The stats from the Information Commissioner’s Office (ICO) revealed a huge jump in the number of self-reported bungles each year since 2007. Local government data law breaches increased by 1,609 per cent over that period of time. The average increase across Blighty's private and public sectors is 1,014 per cent.
Incidents of lost or leaked information in the private sector grew 1,159 per cent in that five-year period. NHS record breaches increased 935 per cent over the same period while central government data cock-ups increased 132 per cent.
Only the telecoms sector delivered a decrease in the number of info blunders from year to year, falling from six breaches in 2010/11 to zero in 2011/2012.
The latest full-year figures log 821 data breaches in the UK in 2011/2012. Precisely how many individuals were affected by each breach was not disclosed. The most recent quarterly results show that the NHS was responsible for the most incidents in Q2 2012 with 61 breaches, closely followed by local government (59) and private business (26).
Lots more here:
Reads like a huge mess we need to avoid.
Some press comments have also appeared on the Draft Guidelines. Here is one:

OAIC: Are our eHealth breach requirements enough?

Summary: The Office of the Australian Information Commissioner has drafted its guide on how eHealth service providers must respond to data breaches, and is seeking public comment to ensure nothing is missed.
By Michael Lee |
The Office of the Australian Information Commissioner has released its draft guide (PDF) on how mandatory data breach notifications should be handled under the personally controlled electronic health record (PCEHR) system, and is once again polling the public on whether its approach to the issue is adequate.
The draft guide states that organisations dealing with eHealth records must notify the System Operator (SO) — currently, the Secretary of the Department of Health and Ageing — and the OAIC, as soon as they are aware of a data breach occurring.

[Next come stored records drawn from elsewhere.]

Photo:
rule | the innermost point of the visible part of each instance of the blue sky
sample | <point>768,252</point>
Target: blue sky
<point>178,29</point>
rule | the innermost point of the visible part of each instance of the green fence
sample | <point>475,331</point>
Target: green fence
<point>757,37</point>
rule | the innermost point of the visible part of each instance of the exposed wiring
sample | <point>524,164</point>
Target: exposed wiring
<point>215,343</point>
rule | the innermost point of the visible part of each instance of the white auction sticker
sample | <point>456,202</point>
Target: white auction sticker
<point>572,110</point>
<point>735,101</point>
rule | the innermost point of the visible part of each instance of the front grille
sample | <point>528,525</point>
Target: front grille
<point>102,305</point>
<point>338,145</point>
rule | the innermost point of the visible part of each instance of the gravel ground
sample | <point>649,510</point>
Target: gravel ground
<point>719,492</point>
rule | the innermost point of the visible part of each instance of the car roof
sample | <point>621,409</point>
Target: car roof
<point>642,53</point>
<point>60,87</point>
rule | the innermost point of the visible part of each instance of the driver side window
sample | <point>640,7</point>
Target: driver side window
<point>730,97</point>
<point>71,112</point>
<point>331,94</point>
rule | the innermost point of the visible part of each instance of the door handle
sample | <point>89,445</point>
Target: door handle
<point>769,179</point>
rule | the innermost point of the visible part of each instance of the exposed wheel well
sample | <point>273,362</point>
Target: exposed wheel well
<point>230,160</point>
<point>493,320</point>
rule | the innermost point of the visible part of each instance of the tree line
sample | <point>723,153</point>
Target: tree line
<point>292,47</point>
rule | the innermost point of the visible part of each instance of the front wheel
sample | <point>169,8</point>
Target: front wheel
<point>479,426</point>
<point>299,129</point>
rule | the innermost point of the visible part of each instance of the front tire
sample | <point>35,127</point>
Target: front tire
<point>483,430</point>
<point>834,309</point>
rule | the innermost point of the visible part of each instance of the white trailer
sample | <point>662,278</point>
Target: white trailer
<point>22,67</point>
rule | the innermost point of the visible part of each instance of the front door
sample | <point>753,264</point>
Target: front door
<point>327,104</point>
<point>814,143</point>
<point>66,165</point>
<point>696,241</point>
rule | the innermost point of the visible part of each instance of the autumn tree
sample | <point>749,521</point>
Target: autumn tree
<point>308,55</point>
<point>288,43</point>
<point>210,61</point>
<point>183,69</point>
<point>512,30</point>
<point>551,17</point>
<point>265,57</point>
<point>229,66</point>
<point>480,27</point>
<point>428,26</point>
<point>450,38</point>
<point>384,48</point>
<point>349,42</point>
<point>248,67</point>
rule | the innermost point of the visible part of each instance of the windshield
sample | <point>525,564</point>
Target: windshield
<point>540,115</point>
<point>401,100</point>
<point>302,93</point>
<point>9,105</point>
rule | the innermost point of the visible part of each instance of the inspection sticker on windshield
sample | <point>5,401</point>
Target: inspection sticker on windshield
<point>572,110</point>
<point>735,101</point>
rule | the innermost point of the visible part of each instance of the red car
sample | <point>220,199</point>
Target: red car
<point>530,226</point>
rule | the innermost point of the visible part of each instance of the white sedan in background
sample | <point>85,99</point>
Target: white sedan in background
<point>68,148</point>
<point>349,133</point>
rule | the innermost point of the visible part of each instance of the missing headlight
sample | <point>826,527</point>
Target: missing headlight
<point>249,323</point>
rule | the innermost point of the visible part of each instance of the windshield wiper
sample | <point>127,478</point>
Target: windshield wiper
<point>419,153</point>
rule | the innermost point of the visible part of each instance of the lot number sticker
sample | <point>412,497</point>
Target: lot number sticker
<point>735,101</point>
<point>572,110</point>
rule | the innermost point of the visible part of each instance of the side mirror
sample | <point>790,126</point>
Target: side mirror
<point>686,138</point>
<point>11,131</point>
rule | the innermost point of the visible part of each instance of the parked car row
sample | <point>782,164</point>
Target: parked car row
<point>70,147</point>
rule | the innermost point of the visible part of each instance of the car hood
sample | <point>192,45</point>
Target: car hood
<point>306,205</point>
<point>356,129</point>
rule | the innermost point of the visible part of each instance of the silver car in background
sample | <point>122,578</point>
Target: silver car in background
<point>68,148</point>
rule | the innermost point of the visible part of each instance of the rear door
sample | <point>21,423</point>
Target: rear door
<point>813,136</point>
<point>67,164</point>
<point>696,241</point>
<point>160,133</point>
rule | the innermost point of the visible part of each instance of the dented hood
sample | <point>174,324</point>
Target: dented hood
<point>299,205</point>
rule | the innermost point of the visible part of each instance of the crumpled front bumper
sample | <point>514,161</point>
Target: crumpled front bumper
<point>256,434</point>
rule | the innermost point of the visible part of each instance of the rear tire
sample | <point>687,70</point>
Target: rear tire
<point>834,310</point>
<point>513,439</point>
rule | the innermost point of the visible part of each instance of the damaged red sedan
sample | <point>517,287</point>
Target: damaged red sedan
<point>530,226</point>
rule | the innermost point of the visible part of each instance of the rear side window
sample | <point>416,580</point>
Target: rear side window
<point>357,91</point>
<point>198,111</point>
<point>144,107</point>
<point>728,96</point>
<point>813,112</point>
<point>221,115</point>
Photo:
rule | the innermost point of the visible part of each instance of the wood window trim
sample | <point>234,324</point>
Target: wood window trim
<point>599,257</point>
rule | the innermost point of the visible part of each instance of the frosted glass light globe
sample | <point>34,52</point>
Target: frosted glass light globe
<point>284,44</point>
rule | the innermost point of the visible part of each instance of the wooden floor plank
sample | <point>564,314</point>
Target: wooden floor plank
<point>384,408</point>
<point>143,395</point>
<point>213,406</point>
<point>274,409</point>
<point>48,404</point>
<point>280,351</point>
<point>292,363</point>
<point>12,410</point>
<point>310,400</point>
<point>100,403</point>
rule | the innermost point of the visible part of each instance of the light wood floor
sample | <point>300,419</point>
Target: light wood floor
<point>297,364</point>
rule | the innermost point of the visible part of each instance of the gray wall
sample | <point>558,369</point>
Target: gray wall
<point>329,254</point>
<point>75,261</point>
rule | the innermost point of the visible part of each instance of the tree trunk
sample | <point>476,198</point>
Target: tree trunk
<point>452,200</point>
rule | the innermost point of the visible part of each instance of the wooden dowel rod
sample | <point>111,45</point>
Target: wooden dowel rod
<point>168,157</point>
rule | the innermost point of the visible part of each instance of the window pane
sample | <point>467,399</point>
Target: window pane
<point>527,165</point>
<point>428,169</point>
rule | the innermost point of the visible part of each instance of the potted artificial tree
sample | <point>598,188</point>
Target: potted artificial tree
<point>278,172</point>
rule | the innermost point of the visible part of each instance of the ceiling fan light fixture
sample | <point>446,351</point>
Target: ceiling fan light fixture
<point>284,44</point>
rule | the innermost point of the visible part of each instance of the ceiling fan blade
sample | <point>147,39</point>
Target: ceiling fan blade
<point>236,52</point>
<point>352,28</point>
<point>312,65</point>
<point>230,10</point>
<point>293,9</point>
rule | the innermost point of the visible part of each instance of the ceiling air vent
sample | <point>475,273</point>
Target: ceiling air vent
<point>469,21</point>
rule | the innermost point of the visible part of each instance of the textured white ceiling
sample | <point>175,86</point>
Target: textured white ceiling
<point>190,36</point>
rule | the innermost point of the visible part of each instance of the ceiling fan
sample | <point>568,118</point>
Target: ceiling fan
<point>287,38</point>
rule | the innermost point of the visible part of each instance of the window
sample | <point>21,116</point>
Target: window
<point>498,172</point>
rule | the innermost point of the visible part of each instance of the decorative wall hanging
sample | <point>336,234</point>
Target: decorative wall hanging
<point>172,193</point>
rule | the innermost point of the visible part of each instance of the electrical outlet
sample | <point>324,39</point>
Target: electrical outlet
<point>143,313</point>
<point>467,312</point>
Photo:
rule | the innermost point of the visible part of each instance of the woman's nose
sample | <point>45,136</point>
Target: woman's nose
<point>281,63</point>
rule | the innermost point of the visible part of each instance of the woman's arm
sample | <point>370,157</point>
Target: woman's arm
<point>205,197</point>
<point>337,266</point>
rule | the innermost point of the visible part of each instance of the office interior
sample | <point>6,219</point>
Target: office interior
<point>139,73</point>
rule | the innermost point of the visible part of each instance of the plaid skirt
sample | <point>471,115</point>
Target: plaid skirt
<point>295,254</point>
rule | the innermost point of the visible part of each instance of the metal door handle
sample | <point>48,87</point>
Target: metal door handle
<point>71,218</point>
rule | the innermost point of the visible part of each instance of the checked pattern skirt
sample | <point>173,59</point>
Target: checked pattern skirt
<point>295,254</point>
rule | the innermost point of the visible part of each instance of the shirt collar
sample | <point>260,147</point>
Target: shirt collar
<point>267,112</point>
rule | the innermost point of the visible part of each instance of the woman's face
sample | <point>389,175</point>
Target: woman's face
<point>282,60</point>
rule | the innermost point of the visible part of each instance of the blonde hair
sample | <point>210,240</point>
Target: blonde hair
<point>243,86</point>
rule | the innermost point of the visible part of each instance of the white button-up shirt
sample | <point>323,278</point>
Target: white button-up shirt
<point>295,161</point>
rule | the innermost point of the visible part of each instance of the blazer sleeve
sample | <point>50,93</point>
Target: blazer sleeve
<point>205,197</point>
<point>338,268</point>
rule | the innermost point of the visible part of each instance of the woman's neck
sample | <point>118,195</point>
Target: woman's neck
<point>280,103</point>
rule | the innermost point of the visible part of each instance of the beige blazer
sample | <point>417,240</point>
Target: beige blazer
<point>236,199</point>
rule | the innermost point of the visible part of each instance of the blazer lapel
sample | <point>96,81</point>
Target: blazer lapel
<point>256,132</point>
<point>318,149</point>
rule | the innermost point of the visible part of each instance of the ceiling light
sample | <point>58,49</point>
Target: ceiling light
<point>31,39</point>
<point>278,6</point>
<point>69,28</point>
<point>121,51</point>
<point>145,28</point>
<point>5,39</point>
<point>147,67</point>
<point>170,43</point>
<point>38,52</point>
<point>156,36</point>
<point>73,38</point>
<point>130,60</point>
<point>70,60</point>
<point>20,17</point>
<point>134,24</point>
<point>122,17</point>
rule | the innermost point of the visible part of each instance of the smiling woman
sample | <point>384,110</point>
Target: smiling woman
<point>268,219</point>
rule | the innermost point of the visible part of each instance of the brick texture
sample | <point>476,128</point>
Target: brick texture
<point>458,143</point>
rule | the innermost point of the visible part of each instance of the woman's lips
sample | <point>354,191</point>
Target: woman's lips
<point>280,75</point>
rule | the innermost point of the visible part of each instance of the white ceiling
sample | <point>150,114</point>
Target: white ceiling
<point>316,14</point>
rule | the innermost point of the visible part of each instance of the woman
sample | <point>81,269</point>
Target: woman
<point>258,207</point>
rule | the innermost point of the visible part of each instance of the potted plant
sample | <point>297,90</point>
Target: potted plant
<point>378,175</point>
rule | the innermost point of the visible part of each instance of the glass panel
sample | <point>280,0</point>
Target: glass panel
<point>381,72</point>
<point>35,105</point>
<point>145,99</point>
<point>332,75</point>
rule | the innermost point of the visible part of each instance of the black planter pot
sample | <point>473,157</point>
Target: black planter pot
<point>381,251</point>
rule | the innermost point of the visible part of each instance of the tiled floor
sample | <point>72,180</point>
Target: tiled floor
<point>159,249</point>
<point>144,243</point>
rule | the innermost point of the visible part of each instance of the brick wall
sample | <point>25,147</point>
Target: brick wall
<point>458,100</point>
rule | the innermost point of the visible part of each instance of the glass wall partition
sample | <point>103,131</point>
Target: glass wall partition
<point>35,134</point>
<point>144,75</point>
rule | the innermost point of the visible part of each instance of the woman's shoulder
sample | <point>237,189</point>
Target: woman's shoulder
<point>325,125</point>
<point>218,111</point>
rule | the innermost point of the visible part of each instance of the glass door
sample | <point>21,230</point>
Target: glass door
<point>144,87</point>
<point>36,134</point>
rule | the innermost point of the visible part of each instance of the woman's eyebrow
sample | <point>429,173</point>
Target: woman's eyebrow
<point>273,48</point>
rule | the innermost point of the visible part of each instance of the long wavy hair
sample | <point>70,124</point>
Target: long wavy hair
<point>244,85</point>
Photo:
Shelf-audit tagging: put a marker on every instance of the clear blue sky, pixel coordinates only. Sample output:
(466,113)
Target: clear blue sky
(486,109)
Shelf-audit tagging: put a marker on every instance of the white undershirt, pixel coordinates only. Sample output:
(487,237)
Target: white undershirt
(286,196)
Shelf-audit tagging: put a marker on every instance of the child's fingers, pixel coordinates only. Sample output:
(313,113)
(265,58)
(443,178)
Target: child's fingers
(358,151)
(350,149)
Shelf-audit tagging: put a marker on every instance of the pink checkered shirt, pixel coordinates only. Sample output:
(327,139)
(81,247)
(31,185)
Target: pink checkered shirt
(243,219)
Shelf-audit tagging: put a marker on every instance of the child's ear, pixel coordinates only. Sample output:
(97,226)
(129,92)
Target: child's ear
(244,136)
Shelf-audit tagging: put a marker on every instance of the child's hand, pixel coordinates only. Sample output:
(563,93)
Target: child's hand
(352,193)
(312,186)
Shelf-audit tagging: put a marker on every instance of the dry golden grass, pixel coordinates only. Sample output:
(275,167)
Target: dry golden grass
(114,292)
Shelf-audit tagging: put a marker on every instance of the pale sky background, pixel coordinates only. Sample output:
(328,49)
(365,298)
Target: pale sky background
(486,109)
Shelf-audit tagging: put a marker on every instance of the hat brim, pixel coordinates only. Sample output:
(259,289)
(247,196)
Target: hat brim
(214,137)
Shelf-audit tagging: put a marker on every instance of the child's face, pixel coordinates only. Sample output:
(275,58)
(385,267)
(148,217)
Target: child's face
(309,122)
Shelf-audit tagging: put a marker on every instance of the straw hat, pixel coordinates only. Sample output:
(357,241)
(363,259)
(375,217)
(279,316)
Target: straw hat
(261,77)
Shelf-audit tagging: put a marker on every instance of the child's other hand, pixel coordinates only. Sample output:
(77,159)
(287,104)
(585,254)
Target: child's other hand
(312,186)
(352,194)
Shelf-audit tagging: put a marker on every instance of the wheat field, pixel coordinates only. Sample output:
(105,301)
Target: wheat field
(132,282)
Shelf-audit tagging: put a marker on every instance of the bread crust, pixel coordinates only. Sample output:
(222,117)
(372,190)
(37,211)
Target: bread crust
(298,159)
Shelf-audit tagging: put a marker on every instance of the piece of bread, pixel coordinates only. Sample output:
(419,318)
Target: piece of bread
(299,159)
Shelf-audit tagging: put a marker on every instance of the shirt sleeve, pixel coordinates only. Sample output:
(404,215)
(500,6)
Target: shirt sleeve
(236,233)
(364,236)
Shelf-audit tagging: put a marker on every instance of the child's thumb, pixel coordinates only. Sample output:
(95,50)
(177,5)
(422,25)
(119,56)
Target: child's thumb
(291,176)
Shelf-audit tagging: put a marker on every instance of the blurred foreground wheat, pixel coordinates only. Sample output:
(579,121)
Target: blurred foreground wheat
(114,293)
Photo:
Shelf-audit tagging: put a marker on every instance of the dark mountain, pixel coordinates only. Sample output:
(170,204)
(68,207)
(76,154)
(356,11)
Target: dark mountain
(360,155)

The SO is the only entity that is permitted to inform customers of the breach.
The SO is able to put in place administrative sanctions and cancel, suspend, or vary the offending service provider's registration in the PCEHR system, but it is unable to put in place civil penalties. Instead, the role of issuing penalties will be given to the OAIC, which will for the first time, under the PCEHR legislation, be able to fine organisations for not reporting data breaches. Penalties will be AU$11,000 for an individual, and up to AU$55,000 for organisations.
Unless the organisation is a state or territory entity (which is only required to report breaches to the SO), failing to report to both the SO and the OAIC constitutes as a failure to notify.
If the SO, itself, is involved in a data breach, it must report it to the OAIC, but there are no penalties if the SO fails to do so. However, the OAIC is free to investigate the SO if it suspects that a breach has occurred and has not been reported.
Lots more here:
The author makes a good point about breach disclosure. If it is not automatic all breaches should certainly be the subject of say a monthly public report or similar. The System Operator keeping breaches secret is not on!
I have provided details on how to comment here:
David.

1 comment:

Paul Fitzgerald said...

My reading of this is that the SO is not bound by the rules like we mere mortals. They are not compelled to report breaches.